Pendant ce temps-là, ceux qui ont suivi Sarkozy en Chine racontent leurs problèmes

– Le truc avec les Chinois, c’est que pour eux le contact c’est à 10 mètres, ils comprennent pas qu’on veuille être plus près. Du coup à la sortie du premier discours c’était chaud y a eu de la bousculade, y a même eu une fille de BFM qui s’est pris un taquet!

Et là, enfin, Sarkozy et les ministres arrivent. Le président en premier, mais pas avant que son équipe de sécurité s’approche de nous et lâche « Pas d’images! Pour Sarkozy pas d’images! ». Les photographes et les cameramen regardent passer Sarkozy d’un air de quoi le fuck. Sarko fait coucou, réalise qu’il y a un truc étrange, ressort des portes de l’Elysée en levant la tête genre qu’est-ce qui se passe vous prenez pas ma photo? et les journalistes de montrer leur appareil puis l’équipe de sécurité. Sarko ne comprend rien mais il est pressé, il refait coucou et s’en va.

Cinq minutes plus tard c’est la révolution, jusqu’à ce qu’on apprenne l’erreur de communication: on avait dit « pas de direct, pas de plateau » et non pas « pas d’images ». L’équipe de com’ est pas contente fachée tout rouge contre la sécurité…

Fillon, Boutin, montent les marches après un petit salut, et là arrive Amara qui fonce droit devant. Les journalistes: « Bonjour! Bonjour! …. Aaah… Pas bonjour. »

Dati enchaîne (pas en petite robe rouge = sort pas avec le président!) « Bonjour! Boooonjour! … Au rvoir… »

Et là débarque MAM, comme une reine, à pied. Elle s’est faite lacher par son chauffeur devant la cour histoire de montrer qu’elle est vachement open aux médias, pas comme ses collègues. Les journalistes la hèlent « Un petit mot madame Alliot-Marie! » et elle de répondre « Je vous en ai dit plein des mots, hier soir, cette nuit, ce matin! ».

Plus tard ressortiront les familles des deux jeunes morts à Villiers-Le-Bel. L’air paumé, ils s’arrêteront quand même pour les journalistes, mais leur avocat parlera pour eux.

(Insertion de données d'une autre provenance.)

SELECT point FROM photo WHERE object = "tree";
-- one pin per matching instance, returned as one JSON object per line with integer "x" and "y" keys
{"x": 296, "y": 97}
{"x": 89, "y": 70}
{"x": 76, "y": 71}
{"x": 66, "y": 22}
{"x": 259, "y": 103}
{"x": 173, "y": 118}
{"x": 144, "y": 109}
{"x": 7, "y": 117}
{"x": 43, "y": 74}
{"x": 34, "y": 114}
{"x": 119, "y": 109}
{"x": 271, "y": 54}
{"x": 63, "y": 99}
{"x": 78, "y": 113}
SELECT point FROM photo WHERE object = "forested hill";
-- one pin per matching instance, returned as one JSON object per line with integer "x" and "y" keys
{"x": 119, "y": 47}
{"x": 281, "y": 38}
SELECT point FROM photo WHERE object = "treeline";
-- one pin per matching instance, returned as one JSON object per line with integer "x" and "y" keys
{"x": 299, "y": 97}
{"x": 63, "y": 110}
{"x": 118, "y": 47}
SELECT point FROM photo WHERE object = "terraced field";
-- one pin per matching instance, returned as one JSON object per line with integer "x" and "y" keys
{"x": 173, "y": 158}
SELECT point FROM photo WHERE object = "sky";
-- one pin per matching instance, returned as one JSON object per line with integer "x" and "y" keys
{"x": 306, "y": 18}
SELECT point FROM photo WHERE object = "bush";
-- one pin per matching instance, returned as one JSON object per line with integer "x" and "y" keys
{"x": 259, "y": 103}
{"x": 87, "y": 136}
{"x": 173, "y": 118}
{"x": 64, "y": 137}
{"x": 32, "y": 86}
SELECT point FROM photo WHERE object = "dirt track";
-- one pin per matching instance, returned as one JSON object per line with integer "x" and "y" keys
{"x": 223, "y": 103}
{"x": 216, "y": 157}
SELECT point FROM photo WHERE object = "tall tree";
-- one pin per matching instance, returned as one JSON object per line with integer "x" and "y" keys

10h30: frigorifiée, je ne sens plus mes doigts de pied. Le photographe de Gamma me dit de filer avec ses cartes mémoires, lui attendra le conseil des ministres. Je repars récupérer ma carte d’identité à l’entrée, dommage, j’aurais bien gardé le badge « visiteur ». J’aurais surtout aimé rentrer dans l’Elysée, mais ça c’est juste pas possible. Les journalistes eux même ne peuvent pas tous rentrer ils sont obligés de s’organiser en pool. Pour oublier le froid les journalistes papotent, sautent sur place, s’échangent des conseils techniques, tapent la discute aux gens de la com’ et à David Martinon, et me draguent (Je t’ai vu vieux beau de France Inter avec tes cheveux poivre et sel et tes yeux bleus!).